Top central banks, including Fed, in pre-emptive strike against euro collapse
A coordinated action by the world's top central banks in easing dollar swaps will prevent the siezing up of short term credit in the event that things get worse in Europe.
The U.S. Federal Reserve, the European Central Bank and the central banks of Canada, Britain, Japan and Switzerland said in a joint statement they had agreed to lower the cost of existing dollar swap lines by 50 basis points from December 5.
Other measures included setting up bilateral swap arrangements between the central banks so that any bank could tap additional liquidity in their own currencies if necessary. The swap arrangements are good through Feb 1, 2013.
In the United States, the Fed noted that banks were not having difficulty now getting funds in short-term finding markets.
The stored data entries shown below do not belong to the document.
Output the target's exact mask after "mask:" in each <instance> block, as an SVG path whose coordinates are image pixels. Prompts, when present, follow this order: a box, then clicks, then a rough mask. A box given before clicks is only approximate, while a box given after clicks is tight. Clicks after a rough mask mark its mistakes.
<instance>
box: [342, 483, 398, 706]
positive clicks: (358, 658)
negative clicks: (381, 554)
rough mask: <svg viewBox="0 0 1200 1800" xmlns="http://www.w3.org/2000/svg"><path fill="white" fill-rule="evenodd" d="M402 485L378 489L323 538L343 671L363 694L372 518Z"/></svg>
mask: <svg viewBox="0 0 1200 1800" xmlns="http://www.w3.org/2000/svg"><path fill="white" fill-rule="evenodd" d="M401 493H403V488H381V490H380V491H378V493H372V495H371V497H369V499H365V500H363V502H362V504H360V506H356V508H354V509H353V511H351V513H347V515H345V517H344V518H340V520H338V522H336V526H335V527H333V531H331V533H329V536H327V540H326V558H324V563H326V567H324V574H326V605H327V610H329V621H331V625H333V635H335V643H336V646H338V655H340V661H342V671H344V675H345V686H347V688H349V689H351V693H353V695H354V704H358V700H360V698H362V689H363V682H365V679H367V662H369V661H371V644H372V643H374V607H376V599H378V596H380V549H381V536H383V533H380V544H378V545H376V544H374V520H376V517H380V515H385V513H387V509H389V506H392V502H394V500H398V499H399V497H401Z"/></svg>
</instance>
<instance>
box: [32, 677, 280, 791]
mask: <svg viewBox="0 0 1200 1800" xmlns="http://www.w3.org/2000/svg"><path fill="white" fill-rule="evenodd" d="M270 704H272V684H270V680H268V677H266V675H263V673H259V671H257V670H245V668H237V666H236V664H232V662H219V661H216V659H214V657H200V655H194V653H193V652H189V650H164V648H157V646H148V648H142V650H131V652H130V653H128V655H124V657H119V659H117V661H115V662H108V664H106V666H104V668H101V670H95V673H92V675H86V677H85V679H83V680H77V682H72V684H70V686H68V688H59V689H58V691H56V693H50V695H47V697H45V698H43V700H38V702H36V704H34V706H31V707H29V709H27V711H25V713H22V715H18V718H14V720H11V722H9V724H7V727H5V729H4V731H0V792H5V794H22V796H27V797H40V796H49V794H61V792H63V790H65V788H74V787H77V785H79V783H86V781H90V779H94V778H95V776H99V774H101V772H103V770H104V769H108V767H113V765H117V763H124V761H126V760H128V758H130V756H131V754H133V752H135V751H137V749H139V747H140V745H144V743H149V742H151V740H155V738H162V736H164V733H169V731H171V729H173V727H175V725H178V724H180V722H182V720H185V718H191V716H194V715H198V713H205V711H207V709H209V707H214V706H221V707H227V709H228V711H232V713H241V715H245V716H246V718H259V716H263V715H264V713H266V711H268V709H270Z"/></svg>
But if conditions deteriorate, the U.S. central bank said it has "a range of tools available" to use as a backstop and would deploy them as necessary.
The surprise coordinated move by central banks was aimed at preventing global financial markets from coming under pressure that could potentially lead to a seizing up of credit.
"The purpose of these actions is to ease strains in financial markets and thereby mitigate the effects of such strains on the supply of credit to households and businesses and so help foster economic activity," the banks said in typically stilted language.
It doesn't effect what's going on in the negotiations over the fate of the euro zone directly, but it does offer hope for investors that the flow of credit will remain open in the event of a real meltdown.
Note this: "...the U.S. central bank said it has "a range of tools available" to use as a backstop..." in the event that the worst case scenarios come to pass. This may be another clue that the US Federal Reserve will step in to the crisis if all else fails and it appears that the euro zone will go down for the count. This, despite the White House statement on Monday that denied there were any plans to directly intervene in the crisis.
Europe is considered by the Fed to be "too big to fail."